It covers the data management functions of the whole life cycle such as collection, storage, query, analysis and visualization of time series data.
Tsfile is a column storage file format optimized for time series data, which reduces the hardware resources required for data storage and optimizes the performance of data query.
The file format adopts the idea of column storage, divides a time series data set into multiple subsets, and stores each subset according to the series.
A Tsfile includes a data area and an index area. The data area is composed of one or more ChunkGroups. The index area records the metadata information and related query indexes of the Tsfile. In each ChunkGroup, the data is divided into multiple chunks according to the time series. Each sub block divides the timing data into multiple pages, and stores the time and value in columns respectively.
Tsfile stores the timestamps and values of each time series in columns, encodes and compresses them by columns, which can effectively use the principle of data locality, provide the compression ratio of data during storage, and save 90% storage space.
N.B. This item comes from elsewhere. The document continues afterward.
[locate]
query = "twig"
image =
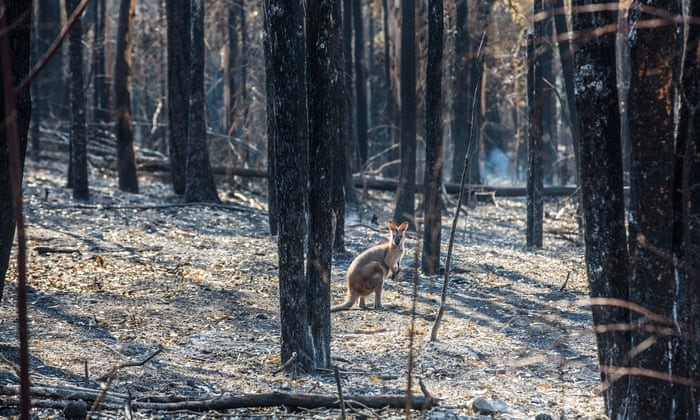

Tsfile stores the time series in columns, which can effectively reduce the amount of data to be read during data query and reduce the number of disk I/O, so as to improve the query speed. It can complete TB data queries in milliseconds.
Tsfile divides the time series data into hierarchical structure according to "ChunkGroup", "Chunk" and "Page", pre aggregates the data at the level of "Chunk" and "Page", and constructs the aggregation index information of data points. This enables Tsfile to support aggregate queries natively and has efficient aggregate query efficiency.
Tsfile stores data block, index block and metadata information in the same file, so that the file can be self parsed through metadata information. This feature can make such files applicable to hive, spark and other data analysis platforms.